Studio album by Attaque 77
- Released: 1990
- Recorded: August–September 1990 Aguilar Studios
- Studio: AGUILAR RECORDS
- Genre: Punk rock Pop punk
- Length: 34:16
- Label: Radio Tripoli
- Producer: Juanchi Baleirón

Attaque 77 chronology
| Dulce Navidad (1989) | El Cielo Puede Esperar (1990) | Rabioso! La Pesadilla Recién Comienza (1991) |

= El Cielo Puede Esperar =

El cielo puede esperar is the second album by Argentine rock band Attaque 77, released in 1990 by Radio Tripoli (then the primary source for punk rock releases in Argentina). With much improved sound and songwriting in comparison with their first LP Dulce Navidad, this album established the band as a regular feature in mainstream Argentine rock. Originally released only on vinyl, it was released on CD in 1991 (coupled with the first LP). This CD pressing has since being deleted, and both albums were later released separately.
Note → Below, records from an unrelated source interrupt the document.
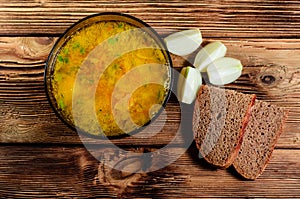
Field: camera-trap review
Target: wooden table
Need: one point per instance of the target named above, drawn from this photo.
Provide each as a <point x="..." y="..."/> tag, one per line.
<point x="40" y="157"/>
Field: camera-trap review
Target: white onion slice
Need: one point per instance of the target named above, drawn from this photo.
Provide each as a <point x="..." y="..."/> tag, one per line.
<point x="208" y="54"/>
<point x="184" y="42"/>
<point x="189" y="82"/>
<point x="224" y="70"/>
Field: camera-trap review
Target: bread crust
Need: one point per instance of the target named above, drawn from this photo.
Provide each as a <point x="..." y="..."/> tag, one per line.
<point x="242" y="132"/>
<point x="272" y="147"/>
<point x="245" y="120"/>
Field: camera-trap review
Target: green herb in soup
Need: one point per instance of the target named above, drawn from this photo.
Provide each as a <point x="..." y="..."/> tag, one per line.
<point x="118" y="69"/>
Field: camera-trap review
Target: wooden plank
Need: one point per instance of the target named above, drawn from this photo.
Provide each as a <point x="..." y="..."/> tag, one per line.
<point x="26" y="116"/>
<point x="227" y="18"/>
<point x="71" y="172"/>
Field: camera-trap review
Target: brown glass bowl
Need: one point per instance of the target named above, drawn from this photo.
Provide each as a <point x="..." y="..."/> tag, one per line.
<point x="62" y="41"/>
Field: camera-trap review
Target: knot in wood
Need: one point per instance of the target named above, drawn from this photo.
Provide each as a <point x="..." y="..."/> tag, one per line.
<point x="268" y="79"/>
<point x="270" y="76"/>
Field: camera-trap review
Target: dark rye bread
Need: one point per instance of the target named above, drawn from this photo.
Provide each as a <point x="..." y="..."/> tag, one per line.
<point x="219" y="119"/>
<point x="264" y="128"/>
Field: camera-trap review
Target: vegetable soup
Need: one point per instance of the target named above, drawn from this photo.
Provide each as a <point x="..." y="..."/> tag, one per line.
<point x="110" y="78"/>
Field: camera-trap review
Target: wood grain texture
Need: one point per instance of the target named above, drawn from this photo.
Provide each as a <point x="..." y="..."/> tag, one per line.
<point x="227" y="18"/>
<point x="40" y="157"/>
<point x="26" y="115"/>
<point x="71" y="172"/>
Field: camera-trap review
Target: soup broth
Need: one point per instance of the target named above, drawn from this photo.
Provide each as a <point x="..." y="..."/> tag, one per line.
<point x="123" y="69"/>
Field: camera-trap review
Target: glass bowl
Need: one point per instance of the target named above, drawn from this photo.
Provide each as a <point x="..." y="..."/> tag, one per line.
<point x="109" y="74"/>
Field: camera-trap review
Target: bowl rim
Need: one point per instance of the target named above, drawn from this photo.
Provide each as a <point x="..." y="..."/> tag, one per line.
<point x="53" y="52"/>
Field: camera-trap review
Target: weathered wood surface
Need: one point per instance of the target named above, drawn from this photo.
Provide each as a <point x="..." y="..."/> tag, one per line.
<point x="72" y="172"/>
<point x="26" y="115"/>
<point x="228" y="18"/>
<point x="40" y="157"/>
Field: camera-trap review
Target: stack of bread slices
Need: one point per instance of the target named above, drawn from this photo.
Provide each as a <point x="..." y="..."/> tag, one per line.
<point x="232" y="128"/>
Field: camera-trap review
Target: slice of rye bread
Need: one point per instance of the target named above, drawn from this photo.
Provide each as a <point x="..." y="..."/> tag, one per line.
<point x="219" y="120"/>
<point x="261" y="134"/>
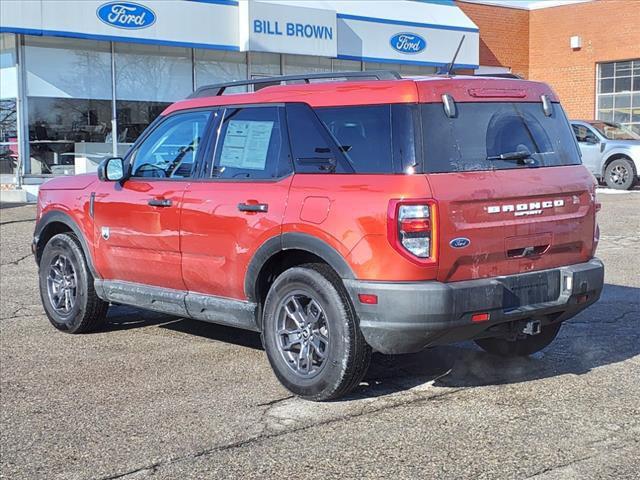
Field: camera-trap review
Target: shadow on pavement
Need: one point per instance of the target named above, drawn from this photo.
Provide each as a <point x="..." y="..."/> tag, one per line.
<point x="608" y="332"/>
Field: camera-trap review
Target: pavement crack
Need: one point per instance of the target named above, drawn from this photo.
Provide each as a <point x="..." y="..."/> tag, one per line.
<point x="562" y="465"/>
<point x="274" y="402"/>
<point x="412" y="399"/>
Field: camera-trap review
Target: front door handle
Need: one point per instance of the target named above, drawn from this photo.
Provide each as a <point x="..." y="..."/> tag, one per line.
<point x="253" y="207"/>
<point x="160" y="202"/>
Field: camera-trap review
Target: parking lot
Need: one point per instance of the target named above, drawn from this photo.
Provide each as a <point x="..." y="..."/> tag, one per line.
<point x="163" y="397"/>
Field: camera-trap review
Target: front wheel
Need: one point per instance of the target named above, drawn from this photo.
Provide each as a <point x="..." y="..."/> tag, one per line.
<point x="520" y="347"/>
<point x="66" y="287"/>
<point x="620" y="174"/>
<point x="311" y="334"/>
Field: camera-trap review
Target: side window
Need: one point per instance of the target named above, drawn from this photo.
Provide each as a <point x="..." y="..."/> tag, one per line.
<point x="253" y="143"/>
<point x="363" y="133"/>
<point x="314" y="151"/>
<point x="170" y="151"/>
<point x="580" y="132"/>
== Recording and Production ==
Stylistically it follows the guidelines of their debut, mostly '77 punk rock, but if the first album was too centered on the Ramones as an influence, this one expanded the showcase to the Sex Pistols, The Clash (actually a heavy influence on the band) and the Buzzcocks. However, the media and audience in Argentina hammered the concept of Attaque 77 as an exclusively Ramones-driven outfit, mostly due to ignorance of other punk references in the media and the general public.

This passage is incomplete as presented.